Que sufoco hein? Empatar, e ainda sem gols, em casa: mais frustrante ainda.
Mas ainda bem que não foi.
Ainda bem porque dá para corrigir o curso para evitar problemas ao longo da temporada que será difícil.
O que ameniza o empate de ontem, contra a Ferrinha, é que o time jogou bem - e, isso, apesar do famigerado sistema tático 4-1-4-1. Não é só um número, como o Sylvinho diz: não está acontecendo o encaixe.
E isso porque é um modelo de jogo dependente de um centrovante bom, que sabe tanto prender a bola de costas, entre os zagueiros, para tabelar, quanto para sair da área e ajudar na construção (outra palavra que a torcida já deve estar cheia de escutar).
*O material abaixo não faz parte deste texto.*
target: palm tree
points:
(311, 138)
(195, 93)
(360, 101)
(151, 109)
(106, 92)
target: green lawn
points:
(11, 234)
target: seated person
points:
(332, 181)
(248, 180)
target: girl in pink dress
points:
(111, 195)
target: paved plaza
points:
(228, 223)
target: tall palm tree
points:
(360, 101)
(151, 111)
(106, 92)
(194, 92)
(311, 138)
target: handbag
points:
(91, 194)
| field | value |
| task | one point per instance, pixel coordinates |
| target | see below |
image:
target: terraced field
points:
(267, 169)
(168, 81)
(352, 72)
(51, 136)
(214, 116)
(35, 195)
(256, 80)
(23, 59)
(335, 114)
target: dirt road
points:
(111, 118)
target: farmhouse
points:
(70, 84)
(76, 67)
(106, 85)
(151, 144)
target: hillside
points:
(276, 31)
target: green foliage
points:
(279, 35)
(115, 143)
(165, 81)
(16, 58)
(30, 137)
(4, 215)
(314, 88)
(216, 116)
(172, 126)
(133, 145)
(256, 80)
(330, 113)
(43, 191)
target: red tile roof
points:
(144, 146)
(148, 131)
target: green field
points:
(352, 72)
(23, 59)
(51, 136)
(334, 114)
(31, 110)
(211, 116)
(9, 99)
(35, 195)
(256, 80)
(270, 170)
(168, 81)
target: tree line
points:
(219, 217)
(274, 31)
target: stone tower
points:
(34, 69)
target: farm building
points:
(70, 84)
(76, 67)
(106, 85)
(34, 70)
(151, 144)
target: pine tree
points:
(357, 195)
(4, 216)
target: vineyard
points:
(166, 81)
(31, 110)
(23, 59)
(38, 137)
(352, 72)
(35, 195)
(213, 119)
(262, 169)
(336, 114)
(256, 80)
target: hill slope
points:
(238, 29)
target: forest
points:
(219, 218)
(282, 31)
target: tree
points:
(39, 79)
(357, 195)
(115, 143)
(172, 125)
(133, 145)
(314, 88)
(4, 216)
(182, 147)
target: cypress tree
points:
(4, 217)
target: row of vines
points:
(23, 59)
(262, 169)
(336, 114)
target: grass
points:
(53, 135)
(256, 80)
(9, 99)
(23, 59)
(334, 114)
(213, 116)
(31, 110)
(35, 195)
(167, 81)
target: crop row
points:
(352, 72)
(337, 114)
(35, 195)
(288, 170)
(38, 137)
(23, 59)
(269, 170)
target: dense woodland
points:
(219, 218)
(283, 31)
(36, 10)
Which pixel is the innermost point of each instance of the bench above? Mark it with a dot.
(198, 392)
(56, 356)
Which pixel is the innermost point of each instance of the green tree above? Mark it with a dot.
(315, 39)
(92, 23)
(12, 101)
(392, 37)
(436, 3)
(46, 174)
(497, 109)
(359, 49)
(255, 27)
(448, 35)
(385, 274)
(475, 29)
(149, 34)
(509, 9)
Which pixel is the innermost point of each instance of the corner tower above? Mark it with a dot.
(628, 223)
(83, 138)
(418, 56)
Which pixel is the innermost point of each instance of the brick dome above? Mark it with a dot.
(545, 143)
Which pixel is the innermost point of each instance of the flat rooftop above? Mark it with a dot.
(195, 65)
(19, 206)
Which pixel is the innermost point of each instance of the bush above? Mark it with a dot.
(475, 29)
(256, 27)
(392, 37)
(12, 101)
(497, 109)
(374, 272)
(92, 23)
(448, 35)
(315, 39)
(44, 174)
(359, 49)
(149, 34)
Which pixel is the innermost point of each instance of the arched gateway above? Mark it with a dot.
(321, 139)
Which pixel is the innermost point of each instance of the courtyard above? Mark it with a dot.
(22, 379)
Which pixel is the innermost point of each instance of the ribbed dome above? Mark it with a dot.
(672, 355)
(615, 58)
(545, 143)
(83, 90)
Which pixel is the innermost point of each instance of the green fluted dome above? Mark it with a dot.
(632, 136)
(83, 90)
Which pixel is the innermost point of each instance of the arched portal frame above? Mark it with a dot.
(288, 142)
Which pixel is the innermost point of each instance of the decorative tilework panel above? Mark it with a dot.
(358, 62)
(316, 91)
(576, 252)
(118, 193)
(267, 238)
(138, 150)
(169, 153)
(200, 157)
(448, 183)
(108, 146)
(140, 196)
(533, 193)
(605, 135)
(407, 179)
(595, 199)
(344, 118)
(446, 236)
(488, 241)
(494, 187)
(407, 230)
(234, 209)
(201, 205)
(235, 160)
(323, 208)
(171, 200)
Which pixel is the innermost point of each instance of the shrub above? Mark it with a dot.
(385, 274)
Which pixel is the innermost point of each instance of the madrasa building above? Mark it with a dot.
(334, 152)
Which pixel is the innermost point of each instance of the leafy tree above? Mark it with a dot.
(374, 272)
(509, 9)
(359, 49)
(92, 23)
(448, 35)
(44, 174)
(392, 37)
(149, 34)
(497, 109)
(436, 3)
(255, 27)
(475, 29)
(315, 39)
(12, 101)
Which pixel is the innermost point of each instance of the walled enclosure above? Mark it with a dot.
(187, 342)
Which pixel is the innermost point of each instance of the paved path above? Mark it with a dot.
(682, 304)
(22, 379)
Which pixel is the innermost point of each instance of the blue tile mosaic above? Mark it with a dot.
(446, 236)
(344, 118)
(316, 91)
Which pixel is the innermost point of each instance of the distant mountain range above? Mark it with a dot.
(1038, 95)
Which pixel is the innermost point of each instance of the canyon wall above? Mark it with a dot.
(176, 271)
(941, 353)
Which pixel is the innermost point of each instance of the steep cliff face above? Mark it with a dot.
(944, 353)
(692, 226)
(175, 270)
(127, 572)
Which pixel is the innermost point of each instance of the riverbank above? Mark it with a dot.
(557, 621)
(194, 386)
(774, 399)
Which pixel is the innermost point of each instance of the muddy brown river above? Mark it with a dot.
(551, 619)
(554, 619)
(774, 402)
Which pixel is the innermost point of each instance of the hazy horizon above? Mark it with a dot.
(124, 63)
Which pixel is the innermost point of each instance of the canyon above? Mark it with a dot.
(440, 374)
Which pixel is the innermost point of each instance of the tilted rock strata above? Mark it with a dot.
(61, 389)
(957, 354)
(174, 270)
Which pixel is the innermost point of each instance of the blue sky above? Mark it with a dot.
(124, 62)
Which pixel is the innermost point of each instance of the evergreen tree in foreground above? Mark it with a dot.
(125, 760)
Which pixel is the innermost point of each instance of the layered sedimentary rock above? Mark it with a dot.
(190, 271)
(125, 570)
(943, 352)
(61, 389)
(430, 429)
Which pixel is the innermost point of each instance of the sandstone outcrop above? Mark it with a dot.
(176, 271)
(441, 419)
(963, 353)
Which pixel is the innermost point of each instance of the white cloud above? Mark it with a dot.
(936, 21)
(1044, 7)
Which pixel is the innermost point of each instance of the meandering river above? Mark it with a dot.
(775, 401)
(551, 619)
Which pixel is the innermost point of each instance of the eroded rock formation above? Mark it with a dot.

E, claro, um 9 que faça gols quando é acionado dentro da área.
Enquanto não temos um jogador desta estirpe - e acho que apenas o Jô não será bastante para isso, a minha opinião é que tem de haver variação tática.
Principalmente para aproveitar o que o Corinthians terá de melhor nesta temporada: as infiltrações de Paulinho.
Caso contrário, a Libertadores, em casa, terá jogos com aquele verdadeiro sufoco que já estamos acostumados. É melhor mudar agora, no começo da temporada.
Na entrevista coletiva, o Sylvinho se mostrou flexível e mudou o discurso do ano passado dizendo que pensava em outro esquema: agora, o que se espera dele, é colocar em prática.
Do contrário, será só falácia.
E espero que, pelo bem do Corinthians, isso realmente ocorra!
Não dá para jogar no 4-1-4-1 sem um centroavante em boas condições. Tudo passa por essa peça fundamental.